My reply: You raise several issues that we’e discussed on occasion (for some links, see here):

1. The “Research Incumbency Rule”: Once an article is published in some approved venue, it is taken as truth. Criticisms which would absolutely derail a submission in pre-publication review can be brushed aside if they are presented after publication. This is what you call “the burden of proof on critics.”

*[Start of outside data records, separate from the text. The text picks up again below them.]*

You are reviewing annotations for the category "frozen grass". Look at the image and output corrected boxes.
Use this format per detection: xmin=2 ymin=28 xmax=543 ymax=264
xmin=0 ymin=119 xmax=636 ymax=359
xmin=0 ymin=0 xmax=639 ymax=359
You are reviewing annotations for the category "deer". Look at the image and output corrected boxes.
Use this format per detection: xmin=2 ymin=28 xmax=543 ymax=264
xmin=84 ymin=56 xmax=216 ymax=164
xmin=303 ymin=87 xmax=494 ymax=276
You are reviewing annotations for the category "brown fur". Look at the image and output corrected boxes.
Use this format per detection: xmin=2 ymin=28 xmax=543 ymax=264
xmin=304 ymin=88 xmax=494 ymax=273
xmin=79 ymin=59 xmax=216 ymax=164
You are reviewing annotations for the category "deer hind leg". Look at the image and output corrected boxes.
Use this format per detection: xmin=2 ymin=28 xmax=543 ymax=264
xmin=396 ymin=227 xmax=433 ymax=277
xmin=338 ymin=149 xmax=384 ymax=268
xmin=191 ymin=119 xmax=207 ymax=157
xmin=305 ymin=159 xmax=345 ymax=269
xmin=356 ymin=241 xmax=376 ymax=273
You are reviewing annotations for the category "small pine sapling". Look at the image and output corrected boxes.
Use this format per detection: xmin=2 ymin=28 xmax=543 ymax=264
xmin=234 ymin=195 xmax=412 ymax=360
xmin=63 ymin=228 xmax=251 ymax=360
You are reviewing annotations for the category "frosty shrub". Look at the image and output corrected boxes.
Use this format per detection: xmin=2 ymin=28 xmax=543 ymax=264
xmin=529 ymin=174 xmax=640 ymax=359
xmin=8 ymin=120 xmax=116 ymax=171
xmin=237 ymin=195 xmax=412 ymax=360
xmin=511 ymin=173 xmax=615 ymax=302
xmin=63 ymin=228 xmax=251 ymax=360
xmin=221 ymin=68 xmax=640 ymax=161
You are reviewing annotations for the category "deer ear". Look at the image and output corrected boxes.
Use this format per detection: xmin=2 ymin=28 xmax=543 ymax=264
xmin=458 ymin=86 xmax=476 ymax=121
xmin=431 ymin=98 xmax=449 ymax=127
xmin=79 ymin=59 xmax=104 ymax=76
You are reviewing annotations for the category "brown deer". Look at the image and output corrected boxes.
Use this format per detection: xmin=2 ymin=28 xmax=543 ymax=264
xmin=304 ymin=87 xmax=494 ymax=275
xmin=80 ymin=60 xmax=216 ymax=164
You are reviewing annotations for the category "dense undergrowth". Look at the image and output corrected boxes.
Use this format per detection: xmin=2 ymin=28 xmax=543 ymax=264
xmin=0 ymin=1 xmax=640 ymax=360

2. Garden of forking paths.

3. Honesty and transparency are not enough. Work can be non-fraudulent but still be crap.

4. “Passive corruption” when people know there’s bad work but they don’t do anything about it.

5. A disturbingly casual attitude toward measurement; see here for an example: https://statmodeling.stat.columbia.edu/2023/10/05/no-this-paper-on-strip-clubs-and-sex-crimes-was-never-gonna-get-retracted-also-a-reminder-of-the-importance-of-data-quality-and-a-reflection-on-why-researchers-often-think-its-just-fine-to-publ/ Many economists and others seem to have been brainwashed into thinking that it’s ok to have bad measurement because attenuation bla bla . . . They’re wrong.

He responded: If you want an example of economists using stunningly bad data and making noises about attenuation, see here.

The paper in question has the straightforward title, “We Do Not Know the Population of Every Country in the World for the Past Two Thousand Years.”